A Cry for Justice: Daniel Rudd and His Life in Black Catholicism, Journalism, and Activism, 1854-1933
Gary B. Agee
A Cry for Justice: Daniel Rudd and His Life in Black Catholicism, Journalism, and Activism, 1854-1933
Gary B. Agee
Daniel A. Rudd, born a slave in Bardstown, Kentucky, grew up to achieve much in the years following the Civil War. His Catholic faith, passion for activism, and talent for writing led him to increasingly influential positions in many places. One of his important early accomplishments was the publication of the American Catholic Tribune, which Rudd referred to as
the only Catholic journal owned and published by colored men.
At its zenith, the Tribune, run out of Detroit and Cincinnati, where Rudd lived, had ten thousand subscribers, making it one of the most successful black newspapers in the country. Rudd was also active in the leadership of the Afro-American Press Association, and he was a founding member of the Catholic Press Association.
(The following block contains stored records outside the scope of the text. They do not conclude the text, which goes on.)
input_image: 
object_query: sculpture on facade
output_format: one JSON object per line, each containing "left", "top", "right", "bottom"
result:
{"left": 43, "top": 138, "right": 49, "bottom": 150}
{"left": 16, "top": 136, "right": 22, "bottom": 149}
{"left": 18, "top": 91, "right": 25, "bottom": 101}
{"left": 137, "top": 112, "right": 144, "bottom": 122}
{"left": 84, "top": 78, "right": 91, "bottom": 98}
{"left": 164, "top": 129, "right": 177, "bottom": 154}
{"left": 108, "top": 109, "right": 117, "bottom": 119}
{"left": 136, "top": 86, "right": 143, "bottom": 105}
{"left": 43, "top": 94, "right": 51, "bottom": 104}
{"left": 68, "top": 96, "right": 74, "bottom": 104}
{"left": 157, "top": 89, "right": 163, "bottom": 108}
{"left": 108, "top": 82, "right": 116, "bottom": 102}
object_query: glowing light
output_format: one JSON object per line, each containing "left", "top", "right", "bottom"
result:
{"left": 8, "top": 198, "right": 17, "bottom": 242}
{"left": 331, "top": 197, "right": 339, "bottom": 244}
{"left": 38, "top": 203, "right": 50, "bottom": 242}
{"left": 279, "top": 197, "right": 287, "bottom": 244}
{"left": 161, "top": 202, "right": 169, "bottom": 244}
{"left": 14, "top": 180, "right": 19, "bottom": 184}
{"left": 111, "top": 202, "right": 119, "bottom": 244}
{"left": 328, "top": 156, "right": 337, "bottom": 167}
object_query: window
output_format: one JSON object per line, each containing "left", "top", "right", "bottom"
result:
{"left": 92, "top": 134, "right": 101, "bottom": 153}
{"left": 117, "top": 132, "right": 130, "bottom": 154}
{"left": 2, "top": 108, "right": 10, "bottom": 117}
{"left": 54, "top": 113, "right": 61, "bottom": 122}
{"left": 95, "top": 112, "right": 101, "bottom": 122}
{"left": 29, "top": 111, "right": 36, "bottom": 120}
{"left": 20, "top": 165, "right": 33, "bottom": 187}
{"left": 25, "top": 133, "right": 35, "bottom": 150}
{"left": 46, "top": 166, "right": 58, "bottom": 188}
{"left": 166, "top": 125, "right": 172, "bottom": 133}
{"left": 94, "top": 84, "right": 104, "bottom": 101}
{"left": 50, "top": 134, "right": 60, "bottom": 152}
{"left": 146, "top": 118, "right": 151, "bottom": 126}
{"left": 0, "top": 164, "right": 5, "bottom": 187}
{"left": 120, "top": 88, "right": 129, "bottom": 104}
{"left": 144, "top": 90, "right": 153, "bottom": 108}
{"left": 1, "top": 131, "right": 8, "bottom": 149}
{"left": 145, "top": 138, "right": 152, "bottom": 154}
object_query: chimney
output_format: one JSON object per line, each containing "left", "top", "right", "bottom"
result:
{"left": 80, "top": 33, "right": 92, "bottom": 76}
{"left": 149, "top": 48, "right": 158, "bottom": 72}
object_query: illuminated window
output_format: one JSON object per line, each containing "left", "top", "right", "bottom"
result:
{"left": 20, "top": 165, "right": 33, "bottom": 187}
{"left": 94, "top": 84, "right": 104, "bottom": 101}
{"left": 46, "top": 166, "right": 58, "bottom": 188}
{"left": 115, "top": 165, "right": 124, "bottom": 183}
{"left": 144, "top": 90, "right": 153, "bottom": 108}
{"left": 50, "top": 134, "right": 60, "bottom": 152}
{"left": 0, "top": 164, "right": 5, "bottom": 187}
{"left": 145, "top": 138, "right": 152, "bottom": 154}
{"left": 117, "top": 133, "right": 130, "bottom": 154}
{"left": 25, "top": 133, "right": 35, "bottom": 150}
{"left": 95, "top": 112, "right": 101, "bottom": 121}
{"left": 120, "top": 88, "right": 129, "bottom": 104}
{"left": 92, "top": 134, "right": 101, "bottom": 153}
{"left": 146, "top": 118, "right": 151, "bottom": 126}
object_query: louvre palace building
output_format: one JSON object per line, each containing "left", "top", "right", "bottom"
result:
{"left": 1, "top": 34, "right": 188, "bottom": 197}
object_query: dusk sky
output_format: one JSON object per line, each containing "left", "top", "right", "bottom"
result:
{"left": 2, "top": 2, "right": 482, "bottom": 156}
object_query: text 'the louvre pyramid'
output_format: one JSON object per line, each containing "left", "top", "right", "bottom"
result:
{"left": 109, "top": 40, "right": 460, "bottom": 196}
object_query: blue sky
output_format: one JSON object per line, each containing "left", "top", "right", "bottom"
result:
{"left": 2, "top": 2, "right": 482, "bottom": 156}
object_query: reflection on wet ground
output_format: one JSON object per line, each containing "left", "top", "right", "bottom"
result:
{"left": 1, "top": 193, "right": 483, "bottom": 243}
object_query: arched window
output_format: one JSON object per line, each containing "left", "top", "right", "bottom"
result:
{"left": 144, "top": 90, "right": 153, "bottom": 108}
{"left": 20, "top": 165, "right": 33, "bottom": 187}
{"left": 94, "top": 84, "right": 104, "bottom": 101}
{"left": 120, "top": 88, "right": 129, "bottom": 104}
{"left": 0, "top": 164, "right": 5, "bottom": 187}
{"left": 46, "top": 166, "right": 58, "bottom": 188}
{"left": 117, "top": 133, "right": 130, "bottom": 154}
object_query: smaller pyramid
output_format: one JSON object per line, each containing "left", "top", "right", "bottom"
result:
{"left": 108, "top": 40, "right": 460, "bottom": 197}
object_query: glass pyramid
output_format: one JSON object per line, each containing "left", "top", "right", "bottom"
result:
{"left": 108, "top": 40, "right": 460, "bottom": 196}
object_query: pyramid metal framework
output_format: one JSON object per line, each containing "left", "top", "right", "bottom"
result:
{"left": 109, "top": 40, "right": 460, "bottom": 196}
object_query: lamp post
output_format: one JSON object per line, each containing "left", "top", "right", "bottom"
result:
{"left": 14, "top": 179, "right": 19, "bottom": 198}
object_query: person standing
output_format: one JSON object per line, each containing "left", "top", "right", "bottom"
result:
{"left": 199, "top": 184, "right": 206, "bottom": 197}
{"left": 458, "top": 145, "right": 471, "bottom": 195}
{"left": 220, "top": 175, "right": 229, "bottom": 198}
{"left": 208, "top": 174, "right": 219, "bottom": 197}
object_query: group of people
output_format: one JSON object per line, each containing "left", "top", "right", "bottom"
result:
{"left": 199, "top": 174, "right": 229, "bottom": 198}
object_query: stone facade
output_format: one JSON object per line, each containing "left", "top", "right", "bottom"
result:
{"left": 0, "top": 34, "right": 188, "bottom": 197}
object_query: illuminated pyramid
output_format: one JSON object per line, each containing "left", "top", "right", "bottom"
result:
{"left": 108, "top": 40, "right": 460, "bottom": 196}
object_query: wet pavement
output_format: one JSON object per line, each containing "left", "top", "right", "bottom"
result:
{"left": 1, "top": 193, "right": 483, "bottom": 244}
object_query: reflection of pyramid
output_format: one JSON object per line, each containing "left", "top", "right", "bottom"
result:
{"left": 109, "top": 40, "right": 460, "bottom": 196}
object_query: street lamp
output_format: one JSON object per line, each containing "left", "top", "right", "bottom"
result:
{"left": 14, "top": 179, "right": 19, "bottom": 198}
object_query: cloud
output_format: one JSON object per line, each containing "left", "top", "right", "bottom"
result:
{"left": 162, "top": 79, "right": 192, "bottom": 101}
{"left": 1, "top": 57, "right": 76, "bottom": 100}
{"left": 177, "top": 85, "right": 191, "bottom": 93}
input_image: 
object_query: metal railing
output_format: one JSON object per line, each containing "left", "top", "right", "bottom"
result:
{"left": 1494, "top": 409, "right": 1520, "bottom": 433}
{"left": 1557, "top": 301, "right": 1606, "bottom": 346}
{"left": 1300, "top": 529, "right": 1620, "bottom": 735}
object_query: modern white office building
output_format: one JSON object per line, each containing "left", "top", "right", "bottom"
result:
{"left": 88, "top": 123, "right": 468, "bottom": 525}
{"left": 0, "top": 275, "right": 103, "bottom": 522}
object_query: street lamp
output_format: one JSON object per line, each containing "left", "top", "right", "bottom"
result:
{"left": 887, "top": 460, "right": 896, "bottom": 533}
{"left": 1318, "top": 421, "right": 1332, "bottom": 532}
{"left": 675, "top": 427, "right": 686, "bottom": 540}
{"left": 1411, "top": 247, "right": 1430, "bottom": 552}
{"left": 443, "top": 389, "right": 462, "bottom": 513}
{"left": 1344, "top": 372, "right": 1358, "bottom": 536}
By 1889, Rudd was one of the nation’s best-known black Catholics. His work was endorsed by a number of high-ranking church officials in
Europe as well as in the United States, and he was one of the founders of the Lay Catholic Congress movement. Later, his travels took him to Bolivar County, Mississippi, and eventually on to Forrest City, Arkansas, where he worked for the well-known black farmer and businessperson, Scott Bond, and eventually co-wrote Bond’s biography.